Huidig minister van KGG, Sophie Hermans (VVD) moet nog de knoop doorhakken over welke rechtsvorm het schadeloket moet krijgen, bijvoorbeeld een stichting of een zelfsturend bestuursorgaan. Hoewel dit al door toenmalig Staatssecretaris Hans Vijlbrief was besloten op advies van de kwartiermakers en het Calamiteitenfonds, wil de huidige minister zich er nogmaals over buigen.
Met tien mensen proefdraaien
Het heeft de regio allemaal lang genoeg geduurd. De gedupeerden van de tienduizend woningen willen graag een oplossing zien en de schade aan hun huis laten opknappen. Eind januari hebben gesprekken plaatsgevonden tussen minister Hermans en de regio, waar in ieder geval de gedeputeerde van de provincie Limburg, Elianne Demollin-Scheinders, bij aanwezig was. De gedeputeerde geeft aan dat in die gesprekken is besloten om met tien mensen met schade aan hun huis te proefdraaien met de schaderegeling. Minister Hermans hoopt binnenkort de Kamer te kunnen informeren, via een Kamerbrief.

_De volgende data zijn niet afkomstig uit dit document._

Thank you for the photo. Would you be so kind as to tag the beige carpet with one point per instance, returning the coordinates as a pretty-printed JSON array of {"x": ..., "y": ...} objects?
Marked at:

De voorzitter van het Calamiteitenfonds Jan de Wit vindt dat het allemaal lang genoeg heeft geduurd: "Het betekent dat we nog maandenlang moeten wachten. Het is eerder een belediging.”
Jan hoopt in ieder geval snel iets te kunnen laten doen aan zijn woning. Hij is blij dat er eindelijk ontwikkelingen zijn, maar heeft twijfels over hoe snel iedereen geholpen is. “Het lijkt erop dat het loket er komt, maar ik heb er een zwaar hoofd in hoe snel de politiek dit door gaat zetten.”
"Wij komen niet in aanmerking voor het Calamiteitenfonds."